10 Jahre Al-Jazeera-Revolution

Bei seinem ersten Erscheinen spiegelte der von Katar aus sendende neue Satellitenkanal seinen eigenen Namen wider: Al Jazeera – arabisch für „die Insel“ – war eine Insel professioneller, unabhängiger, aktueller Nachrichtensendungen in einem Meer einseitiger, staatlich kontrollierter arabischer Medien. Bevor Al Jazeeras überwiegend bei der BBC ausgebildete Journalisten auf den Plan traten, bestanden die vom arabischen Durchschnittsbürger gesehenen Nachrichtenprogramme lediglich aus Protokollnachrichten, Videos von Nachrichtenagenturen mit dem Neusten zum Palästinenserkonflikt und dramatischen Bildern von Erdbeben oder Flächenbränden.

Al Jazeera bot nicht allein Live-Interviews und Sendungen vom Ort des Geschehens; es führte darüber hinaus Live-Diskussionen in der arabischen Welt ein. Sein Programm Al Itijah al Mu’akess („Die Gegenrichtung“) brachte jene Art von verbalem Geplänkel, das der größte Teil der Welt als selbstverständlich hinnimmt, das die Araber jedoch noch nie auf dem Bildschirm erlebt hatten.
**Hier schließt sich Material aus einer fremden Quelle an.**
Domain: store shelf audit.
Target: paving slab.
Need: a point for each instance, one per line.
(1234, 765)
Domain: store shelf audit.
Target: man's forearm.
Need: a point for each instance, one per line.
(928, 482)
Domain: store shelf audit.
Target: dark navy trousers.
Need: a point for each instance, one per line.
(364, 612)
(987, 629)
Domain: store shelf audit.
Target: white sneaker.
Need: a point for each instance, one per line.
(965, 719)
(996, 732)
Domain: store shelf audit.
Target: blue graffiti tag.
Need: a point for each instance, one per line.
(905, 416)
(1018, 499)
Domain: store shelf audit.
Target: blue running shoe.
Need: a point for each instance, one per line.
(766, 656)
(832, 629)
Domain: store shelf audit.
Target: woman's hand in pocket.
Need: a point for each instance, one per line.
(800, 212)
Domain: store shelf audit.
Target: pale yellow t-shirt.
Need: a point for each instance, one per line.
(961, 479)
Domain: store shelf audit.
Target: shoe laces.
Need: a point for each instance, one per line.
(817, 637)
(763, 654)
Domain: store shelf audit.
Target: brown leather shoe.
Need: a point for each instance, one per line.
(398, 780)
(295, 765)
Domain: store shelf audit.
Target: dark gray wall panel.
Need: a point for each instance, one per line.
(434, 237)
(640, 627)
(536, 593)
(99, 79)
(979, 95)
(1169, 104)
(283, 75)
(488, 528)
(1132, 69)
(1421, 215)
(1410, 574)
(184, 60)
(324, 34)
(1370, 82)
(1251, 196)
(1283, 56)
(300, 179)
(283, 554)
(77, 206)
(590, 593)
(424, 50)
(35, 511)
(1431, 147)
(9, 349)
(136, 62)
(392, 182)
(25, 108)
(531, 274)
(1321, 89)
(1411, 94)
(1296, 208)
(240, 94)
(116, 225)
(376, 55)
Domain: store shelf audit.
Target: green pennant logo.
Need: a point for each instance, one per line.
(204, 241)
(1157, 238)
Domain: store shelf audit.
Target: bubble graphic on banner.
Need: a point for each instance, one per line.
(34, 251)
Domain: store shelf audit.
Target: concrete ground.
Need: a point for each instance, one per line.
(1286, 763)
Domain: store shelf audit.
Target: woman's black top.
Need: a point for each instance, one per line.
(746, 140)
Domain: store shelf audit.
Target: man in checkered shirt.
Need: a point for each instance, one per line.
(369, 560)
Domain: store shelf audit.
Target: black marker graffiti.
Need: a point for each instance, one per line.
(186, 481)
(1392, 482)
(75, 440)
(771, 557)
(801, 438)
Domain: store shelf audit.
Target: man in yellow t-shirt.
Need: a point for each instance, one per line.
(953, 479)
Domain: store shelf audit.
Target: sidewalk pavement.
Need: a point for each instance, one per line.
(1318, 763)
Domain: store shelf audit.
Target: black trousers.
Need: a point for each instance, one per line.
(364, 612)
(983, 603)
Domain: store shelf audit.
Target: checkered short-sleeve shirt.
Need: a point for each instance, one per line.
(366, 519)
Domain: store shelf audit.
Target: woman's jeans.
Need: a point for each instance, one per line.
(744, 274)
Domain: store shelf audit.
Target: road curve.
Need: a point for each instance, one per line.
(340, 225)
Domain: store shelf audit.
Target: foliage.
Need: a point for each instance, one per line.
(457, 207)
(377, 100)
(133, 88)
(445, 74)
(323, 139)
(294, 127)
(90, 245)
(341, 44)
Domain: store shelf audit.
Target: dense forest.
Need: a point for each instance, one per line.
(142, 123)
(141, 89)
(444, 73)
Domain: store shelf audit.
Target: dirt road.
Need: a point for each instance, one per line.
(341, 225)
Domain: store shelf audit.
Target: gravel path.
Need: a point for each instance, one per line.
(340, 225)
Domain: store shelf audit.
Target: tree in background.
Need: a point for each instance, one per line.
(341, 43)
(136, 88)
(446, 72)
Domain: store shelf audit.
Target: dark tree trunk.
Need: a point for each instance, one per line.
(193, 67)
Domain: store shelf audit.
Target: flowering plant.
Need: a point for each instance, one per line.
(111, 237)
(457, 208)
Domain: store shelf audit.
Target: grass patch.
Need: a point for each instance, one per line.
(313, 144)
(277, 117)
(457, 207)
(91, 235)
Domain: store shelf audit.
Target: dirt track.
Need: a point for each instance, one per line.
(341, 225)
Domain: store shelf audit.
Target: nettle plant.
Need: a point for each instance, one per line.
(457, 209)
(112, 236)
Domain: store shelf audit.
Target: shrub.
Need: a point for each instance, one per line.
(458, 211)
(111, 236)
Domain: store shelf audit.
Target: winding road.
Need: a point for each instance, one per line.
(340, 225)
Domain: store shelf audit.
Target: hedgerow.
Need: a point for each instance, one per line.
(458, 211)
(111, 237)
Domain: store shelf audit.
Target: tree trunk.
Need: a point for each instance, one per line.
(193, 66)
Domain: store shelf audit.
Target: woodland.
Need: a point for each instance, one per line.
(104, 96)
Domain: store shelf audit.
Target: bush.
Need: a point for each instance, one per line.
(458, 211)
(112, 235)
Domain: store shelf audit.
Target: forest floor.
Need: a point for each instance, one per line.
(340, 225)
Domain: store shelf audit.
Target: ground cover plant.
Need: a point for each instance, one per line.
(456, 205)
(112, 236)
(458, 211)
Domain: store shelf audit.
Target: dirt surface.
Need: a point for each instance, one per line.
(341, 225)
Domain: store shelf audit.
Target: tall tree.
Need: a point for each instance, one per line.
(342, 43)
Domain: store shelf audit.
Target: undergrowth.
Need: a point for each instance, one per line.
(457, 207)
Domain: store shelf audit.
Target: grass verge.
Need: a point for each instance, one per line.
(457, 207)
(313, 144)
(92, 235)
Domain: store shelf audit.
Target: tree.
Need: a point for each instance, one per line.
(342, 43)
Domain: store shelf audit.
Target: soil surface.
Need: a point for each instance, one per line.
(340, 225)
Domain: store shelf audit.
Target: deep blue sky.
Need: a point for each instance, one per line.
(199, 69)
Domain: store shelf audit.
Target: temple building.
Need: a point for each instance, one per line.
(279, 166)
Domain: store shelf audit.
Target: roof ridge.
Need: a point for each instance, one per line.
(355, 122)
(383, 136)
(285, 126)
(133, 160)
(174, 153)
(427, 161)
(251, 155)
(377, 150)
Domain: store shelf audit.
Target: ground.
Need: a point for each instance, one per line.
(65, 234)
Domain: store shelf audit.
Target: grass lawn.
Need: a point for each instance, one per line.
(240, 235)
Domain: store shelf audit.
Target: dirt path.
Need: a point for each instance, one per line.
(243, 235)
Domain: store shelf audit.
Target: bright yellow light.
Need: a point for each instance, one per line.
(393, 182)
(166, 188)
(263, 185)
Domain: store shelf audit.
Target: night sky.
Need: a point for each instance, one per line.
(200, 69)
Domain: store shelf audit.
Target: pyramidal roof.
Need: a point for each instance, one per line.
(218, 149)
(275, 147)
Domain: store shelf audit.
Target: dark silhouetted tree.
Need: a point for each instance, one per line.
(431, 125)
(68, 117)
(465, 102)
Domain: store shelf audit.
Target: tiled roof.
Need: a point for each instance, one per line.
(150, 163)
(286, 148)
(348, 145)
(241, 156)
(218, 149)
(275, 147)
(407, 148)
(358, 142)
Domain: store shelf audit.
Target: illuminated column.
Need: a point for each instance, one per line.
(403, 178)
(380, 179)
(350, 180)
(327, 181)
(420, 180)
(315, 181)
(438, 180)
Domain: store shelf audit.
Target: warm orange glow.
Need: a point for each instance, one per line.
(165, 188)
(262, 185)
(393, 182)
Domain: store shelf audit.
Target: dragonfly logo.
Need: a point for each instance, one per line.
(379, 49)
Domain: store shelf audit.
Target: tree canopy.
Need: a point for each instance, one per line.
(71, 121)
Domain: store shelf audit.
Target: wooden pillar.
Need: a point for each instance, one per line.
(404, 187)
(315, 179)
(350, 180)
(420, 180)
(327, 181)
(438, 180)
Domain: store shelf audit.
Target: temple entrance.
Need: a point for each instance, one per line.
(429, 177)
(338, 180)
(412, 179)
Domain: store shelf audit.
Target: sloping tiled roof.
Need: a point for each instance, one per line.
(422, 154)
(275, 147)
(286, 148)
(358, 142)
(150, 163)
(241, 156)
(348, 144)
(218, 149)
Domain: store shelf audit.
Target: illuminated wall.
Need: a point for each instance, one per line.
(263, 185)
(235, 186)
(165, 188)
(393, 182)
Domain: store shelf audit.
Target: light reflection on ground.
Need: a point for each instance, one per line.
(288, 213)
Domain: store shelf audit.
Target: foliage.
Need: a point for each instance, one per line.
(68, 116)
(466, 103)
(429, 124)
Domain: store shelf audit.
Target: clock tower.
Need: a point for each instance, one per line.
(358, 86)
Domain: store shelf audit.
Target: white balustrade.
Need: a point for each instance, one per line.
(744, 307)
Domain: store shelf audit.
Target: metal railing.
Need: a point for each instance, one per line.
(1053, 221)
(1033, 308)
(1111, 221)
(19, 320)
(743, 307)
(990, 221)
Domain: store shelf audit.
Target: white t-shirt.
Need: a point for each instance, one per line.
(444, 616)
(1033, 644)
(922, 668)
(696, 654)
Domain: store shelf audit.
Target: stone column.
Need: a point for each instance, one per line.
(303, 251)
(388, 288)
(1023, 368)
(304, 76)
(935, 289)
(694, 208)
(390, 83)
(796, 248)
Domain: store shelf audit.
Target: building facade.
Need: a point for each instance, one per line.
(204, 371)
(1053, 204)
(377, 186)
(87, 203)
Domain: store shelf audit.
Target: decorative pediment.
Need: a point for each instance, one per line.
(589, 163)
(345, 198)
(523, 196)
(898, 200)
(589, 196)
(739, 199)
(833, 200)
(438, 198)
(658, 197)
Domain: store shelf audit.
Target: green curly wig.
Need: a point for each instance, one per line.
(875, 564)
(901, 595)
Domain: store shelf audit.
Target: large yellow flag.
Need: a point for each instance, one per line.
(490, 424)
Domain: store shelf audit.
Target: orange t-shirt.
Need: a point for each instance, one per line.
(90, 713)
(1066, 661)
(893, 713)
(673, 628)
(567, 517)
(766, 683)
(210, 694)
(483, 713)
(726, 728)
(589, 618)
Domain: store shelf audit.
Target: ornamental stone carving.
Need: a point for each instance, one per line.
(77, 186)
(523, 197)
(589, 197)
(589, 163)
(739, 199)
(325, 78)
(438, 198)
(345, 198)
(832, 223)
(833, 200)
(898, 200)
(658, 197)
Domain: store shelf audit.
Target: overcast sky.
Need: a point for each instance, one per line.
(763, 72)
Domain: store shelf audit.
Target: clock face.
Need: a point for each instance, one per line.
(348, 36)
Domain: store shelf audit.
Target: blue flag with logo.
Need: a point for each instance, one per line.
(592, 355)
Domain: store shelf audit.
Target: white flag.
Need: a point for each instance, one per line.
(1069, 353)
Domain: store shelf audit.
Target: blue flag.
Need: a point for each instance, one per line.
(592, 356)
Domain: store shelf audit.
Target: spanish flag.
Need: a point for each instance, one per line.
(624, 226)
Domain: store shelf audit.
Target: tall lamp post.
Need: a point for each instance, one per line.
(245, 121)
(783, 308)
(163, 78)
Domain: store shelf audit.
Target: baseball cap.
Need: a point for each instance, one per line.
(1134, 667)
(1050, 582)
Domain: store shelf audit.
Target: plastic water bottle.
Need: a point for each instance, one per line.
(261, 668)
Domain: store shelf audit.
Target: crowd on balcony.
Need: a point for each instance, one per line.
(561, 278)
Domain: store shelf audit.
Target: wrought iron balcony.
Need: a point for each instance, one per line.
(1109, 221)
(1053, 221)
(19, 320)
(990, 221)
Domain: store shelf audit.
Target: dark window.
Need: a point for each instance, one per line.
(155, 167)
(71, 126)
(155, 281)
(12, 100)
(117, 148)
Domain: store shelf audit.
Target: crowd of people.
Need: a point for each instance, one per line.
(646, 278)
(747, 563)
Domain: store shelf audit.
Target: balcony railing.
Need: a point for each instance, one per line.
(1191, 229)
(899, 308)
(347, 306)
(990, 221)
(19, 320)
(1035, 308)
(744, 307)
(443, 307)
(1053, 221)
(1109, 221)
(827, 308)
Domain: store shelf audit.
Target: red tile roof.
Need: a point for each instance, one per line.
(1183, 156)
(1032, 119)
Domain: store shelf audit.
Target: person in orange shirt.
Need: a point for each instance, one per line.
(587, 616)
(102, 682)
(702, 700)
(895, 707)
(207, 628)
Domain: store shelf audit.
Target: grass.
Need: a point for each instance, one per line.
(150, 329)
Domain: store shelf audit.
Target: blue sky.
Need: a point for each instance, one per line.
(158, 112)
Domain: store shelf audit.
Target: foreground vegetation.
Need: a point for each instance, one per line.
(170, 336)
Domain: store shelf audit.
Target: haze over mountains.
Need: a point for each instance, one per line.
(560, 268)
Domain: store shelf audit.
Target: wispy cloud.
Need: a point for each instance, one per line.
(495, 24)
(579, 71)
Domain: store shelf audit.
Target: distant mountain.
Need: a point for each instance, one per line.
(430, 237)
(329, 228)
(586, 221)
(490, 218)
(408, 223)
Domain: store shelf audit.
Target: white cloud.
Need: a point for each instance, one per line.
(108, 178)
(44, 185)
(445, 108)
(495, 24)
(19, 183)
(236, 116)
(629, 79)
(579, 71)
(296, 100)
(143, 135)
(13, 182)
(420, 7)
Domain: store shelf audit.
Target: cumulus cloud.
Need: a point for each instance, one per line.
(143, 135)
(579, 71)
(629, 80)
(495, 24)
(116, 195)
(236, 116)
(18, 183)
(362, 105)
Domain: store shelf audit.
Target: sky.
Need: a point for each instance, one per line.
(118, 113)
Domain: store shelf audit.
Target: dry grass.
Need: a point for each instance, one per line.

Die Gäste, die Faisal Qassem ins Studio in Doha holte (oder per Satellit zuschaltete), waren Menschen aus denselben arabischen Ländern oder Regionen, aber mit völlig entgegengesetzten Ansichten.

Doch auch wenn schonungslose professionelle Nachrichten und Programme wie Al Itijah al Mu’akess den Zuschauern ein einzigartiges Fernseherlebnis boten, bedurfte es bedeutender weltweiter Konflikte, um Al Jazeera breite Anerkennung zu verschaffen. Die palästinensische Intifada, die Terroranschläge auf New York und Washington im September 2001 und die Invasionen in Afghanistan und im Irak machten aus Al Jazeera einen globalen Einflussfaktor.